Epileptic seizures are a great mystery, as there is no known odor associated with this type of seizure. However, dogs that detect these seizures respond to elevated stress levels and subtle behavioral changes that can precede a seizure.
What her dog does is picking up signs of stress, so if she exits and breathes fresh air, then she will relieve tension and not have a seizure, so the dog does not detect any specific smell associated with epilepsy, but in reality it detects tension through body language
4- Dogs can feel storms

You will notice that your dog predicts storms before they happen
How many times have you noticed that your dog is whining, running, and panicking in general, and after an hour, you hear a thunderstorm. The ability of dogs to predict upcoming storms is a highly documented phenomenon. Scientists have some different theories about how dogs can predict meteorology.
Dogs can perceive low atmospheric pressure, and they may also discover high levels of humidity and changes in ozone concentration.
Scientists also believe that dogs can feel changes in the levels of static electricity in the atmosphere before a thunderstorm occurs.
In one study, the scientists divided the dogs into two groups, and prepared the first group with anti-static vests, while making the other group without any vests.
Although only 28 dogs participated in the study and it was not conclusive, 70% of dogs in the group that wore jackets showed a decrease in panic behavior before thunderstorms compared to only 30% of dogs in the second group.
5- Dogs may be able to smell cancer

Some dogs have been used to screen for cancer in a recent study
Dogs have incredible olfactory abilities, and some are even able to alert medical personnel and researchers to various forms of cancer.
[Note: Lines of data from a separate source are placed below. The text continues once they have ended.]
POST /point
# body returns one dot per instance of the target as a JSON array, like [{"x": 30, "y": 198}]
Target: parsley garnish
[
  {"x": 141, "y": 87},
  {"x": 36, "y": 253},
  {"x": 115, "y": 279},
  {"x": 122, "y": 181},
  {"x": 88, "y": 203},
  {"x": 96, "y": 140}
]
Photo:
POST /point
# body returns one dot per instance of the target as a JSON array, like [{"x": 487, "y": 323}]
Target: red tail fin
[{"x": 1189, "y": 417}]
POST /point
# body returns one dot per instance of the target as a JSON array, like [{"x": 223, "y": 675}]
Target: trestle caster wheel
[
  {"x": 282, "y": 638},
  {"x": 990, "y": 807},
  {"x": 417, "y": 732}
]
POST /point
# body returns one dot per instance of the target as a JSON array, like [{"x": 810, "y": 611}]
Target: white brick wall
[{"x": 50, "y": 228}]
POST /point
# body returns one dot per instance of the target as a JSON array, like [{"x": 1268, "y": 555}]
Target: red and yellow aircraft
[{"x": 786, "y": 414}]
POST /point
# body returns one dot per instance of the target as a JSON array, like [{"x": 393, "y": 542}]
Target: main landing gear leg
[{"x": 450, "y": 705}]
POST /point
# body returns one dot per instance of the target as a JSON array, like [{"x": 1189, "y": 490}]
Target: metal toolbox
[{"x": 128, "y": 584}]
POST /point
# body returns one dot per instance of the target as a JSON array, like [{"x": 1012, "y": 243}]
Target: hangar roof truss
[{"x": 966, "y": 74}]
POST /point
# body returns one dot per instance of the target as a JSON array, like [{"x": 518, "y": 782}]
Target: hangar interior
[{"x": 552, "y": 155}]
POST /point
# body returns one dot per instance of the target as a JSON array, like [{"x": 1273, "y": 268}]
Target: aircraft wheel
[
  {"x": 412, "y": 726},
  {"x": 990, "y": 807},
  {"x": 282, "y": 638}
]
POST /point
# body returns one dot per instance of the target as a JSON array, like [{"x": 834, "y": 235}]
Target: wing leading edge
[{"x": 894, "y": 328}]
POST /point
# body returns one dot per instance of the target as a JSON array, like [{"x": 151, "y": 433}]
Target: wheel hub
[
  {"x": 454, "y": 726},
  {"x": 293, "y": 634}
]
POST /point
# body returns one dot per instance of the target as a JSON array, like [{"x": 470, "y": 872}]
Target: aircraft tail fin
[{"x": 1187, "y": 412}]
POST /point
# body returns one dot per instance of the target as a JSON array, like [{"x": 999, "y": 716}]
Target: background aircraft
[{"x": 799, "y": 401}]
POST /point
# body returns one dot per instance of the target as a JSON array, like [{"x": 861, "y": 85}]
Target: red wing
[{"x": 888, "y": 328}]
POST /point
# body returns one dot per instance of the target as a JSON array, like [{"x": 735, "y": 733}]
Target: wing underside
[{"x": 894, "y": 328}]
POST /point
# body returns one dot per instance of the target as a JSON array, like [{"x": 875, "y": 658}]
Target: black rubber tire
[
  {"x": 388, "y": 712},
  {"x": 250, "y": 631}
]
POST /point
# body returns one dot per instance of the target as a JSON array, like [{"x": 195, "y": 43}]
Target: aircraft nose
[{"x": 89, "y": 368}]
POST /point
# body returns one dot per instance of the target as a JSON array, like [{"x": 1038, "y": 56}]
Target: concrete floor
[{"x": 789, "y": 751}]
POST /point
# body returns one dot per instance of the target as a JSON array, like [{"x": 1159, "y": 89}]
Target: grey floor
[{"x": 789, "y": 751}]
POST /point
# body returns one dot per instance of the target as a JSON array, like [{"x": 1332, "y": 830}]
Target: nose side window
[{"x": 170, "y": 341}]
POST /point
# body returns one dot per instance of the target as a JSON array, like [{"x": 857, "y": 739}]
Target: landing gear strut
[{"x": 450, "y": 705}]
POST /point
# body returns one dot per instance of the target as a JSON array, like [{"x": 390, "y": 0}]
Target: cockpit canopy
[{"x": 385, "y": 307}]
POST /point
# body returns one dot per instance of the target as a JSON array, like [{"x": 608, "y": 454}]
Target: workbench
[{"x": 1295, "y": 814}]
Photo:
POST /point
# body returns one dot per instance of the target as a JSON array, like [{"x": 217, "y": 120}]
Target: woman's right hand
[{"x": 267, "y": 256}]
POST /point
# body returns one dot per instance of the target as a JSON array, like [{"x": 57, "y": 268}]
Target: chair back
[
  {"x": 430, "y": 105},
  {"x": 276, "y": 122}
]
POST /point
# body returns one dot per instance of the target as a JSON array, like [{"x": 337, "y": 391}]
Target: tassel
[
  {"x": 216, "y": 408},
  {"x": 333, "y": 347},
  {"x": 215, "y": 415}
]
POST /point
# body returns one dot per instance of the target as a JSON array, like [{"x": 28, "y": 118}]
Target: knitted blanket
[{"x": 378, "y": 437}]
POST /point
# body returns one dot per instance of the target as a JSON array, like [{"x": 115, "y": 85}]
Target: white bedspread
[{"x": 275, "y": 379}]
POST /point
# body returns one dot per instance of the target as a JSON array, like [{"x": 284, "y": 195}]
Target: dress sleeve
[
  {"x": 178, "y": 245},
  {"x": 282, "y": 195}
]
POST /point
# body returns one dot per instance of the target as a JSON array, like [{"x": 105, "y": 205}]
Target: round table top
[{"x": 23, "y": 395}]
In a 2013 study in BMC Cancer magazine, dogs were able to identify patients with ovarian cancer by inhaling chemical compounds in their blood.
Dogs can also be trained to diagnose lung and breast cancer by smelling the breath.
According to a 2006 study, regular home dogs trained in basic behaviors only trained to accurately distinguish breathing samples from lung and breast cancer patients.
It has also been shown that dogs can detect skin cancer and bladder cancer.
However, although research surrounding dogs and their detection of cancer are promising, dogs cannot detect cancer with 100% accuracy, so we cannot replace dogs’ medical tests yet.